Charleston Travel Guide
Huguenot Church, Charleston © Akhenaton06
Charleston is one of the loveliest cities in the country, despite having weathered great fires, earthquakes, epidemics, civil war and a devastating hurricane. It is consistently classed among the most elegant and picturesque cities nationwide. Situated on the peninsula at the confluence of the Cooper and Ashley Rivers, on South Carolina's Atlantic coast, the colonial port of Charleston is the oldest city in the state, filled with brick and cobblestone streets, and a large downtown district boasting hundreds of carefully preserved and restored buildings that house old-fashioned inns, antique shops and pubs. The streets are lined with tall, narrow houses festooned with wrought iron balconies and wooden shutters, ornate iron gates enclosing pretty gardens and shaded porches - the timeless features of Southern architecture. Many of its double-storey houses are authentically furnished museums that once belonged to wealthy colonial merchants, while many are still the beautiful private homes of wealthy residents.

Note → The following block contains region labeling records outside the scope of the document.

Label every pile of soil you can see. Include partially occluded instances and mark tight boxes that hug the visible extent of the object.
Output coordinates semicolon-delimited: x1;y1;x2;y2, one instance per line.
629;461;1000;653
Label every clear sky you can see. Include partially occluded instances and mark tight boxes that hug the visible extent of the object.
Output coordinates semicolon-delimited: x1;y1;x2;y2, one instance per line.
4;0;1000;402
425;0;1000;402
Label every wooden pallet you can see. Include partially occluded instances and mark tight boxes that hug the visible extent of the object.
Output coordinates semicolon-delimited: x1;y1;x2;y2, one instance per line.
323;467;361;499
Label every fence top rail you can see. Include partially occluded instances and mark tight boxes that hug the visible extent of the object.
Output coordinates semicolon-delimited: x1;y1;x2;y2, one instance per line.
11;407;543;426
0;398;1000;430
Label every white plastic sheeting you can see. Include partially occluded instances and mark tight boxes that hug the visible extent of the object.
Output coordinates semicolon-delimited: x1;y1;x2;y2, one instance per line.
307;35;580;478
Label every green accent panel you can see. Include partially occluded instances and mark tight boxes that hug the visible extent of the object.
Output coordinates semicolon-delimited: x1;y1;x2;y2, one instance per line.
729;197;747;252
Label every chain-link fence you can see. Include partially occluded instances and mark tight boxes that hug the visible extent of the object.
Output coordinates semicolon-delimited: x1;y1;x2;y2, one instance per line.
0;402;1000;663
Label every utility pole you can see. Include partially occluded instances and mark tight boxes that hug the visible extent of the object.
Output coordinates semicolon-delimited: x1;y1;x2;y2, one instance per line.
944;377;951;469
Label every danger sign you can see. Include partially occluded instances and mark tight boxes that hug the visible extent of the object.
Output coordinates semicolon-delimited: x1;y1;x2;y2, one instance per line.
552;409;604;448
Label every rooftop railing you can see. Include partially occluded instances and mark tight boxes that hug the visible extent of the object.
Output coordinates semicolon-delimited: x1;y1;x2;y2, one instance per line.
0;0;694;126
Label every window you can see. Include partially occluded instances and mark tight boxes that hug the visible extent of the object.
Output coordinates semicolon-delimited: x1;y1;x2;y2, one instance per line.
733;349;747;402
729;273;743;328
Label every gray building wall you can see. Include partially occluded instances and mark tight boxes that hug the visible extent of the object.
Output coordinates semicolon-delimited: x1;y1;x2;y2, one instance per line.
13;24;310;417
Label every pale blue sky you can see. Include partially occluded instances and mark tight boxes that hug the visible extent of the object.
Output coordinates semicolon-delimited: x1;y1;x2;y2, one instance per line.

The city started as an important seaport serving the rice and cotton plantations throughout the region, and it was a major slave-trading centre with about a third of America's slaves being bought and sold at the riverfront market. The Gullah culture of the islands, populated by the ancestors of West African slaves, has a tangible presence here, especially at the Old City Market that vibrates with the humming of traditional spirituals, as basket ladies sell their hand-woven grass wares among the local vendors and iron makers, and the distinctive sound of the Gullah dialect fills the air.